Cirrus introduces new turbocharged model
Cirrus Aircraft told its owners group June 18 that it will offer an SR22T with a 315 hp Continental twin-turbocharged TSIO-550-K engine. Deliveries start this month. (See “Cirrus amps its turbo line,” July issue of AOPA Pilot.)
The SR22T carries a base price of $475,000, and a well-equipped price of $525,900.
The engine installation was co-developed by Continental and Cirrus Aircraft engineers, and is not currently available in any other production aircraft.
The SR22T also features new environmental control system hardware that supports up to 50 degrees of additional cabin heating capability at all altitudes. The company claims improved takeoff and climb, quieter takeoff and climb noise levels, higher useful load, and better deceleration from high-speed.
Cirrus continues to offer the SR22 Turbo with the twin turbo-normalized “Tornado Alley Turbo” STC. Depending on a customer’s personal priorities and preferences, Cirrus offers a choice of either aircraft with essentially equal performance.
Cirrus France Director Regis Masson crossed the Atlantic with the SR22T in May. “I have just crossed the North Atlantic from Duluth to Paris in a new SR22T in 22 hours.
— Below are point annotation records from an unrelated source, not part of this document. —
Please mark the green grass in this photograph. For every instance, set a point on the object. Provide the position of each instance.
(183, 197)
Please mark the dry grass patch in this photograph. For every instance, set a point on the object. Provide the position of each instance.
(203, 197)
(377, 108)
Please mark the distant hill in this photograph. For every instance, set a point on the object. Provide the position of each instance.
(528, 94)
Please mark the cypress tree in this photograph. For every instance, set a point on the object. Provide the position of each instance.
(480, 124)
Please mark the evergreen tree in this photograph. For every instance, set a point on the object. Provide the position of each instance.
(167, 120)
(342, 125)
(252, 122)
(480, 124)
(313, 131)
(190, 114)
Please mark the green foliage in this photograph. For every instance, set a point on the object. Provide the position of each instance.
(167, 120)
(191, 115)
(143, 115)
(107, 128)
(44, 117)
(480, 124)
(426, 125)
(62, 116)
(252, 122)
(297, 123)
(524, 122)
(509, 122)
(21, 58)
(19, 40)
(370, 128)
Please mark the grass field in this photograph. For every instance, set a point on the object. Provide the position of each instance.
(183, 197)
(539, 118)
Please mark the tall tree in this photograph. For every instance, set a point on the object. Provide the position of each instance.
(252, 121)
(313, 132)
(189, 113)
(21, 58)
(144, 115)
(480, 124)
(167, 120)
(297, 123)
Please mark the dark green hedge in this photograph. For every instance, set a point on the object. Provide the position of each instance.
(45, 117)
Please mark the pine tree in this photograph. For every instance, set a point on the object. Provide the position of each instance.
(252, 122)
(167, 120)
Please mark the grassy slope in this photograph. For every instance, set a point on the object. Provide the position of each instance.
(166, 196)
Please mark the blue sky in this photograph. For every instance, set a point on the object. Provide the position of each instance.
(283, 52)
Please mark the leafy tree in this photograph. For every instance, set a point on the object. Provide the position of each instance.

It climbs like a rocket to 25,000 feet and a few times I had to reduce power for others to keep up.”
Cirrus also announced to its owners that until the end of July, any new order for either an X or Xi model personalized SR22 will include air conditioning as part of the package at no additional cost. Second, for owners in the U.S. selling their current Cirrus and upgrading to a new model, when brokered through Cirrus Certified with a new order placed by July 31, Cirrus will apply the normal 4.9 percent brokerage fee as a credit on the new airplane purchase.
Finally, Cirrus said it has a retractable gear simulator for SR20 and SR22 aircraft used in training. (The gear remains fixed.)
Instructor pilots can simulate landing gear system failures such as “right gear unsafe” and learn appropriate procedures to troubleshoot or solve the problem while actually flying an aircraft. The Cirrus SR20 and SR22 fixed landing gear allows these learning scenarios without risk to the aircraft.
The system consists of the pilot interface panel, the instructor fault select panel, a warning horn, a warning horn push button and an independent circuit breaker for the system. The Cirrus Landing Gear Simulator installation is available for installation on new Cirrus aircraft or can be added to an aircraft later. It has already been installed on aircraft in the fleet.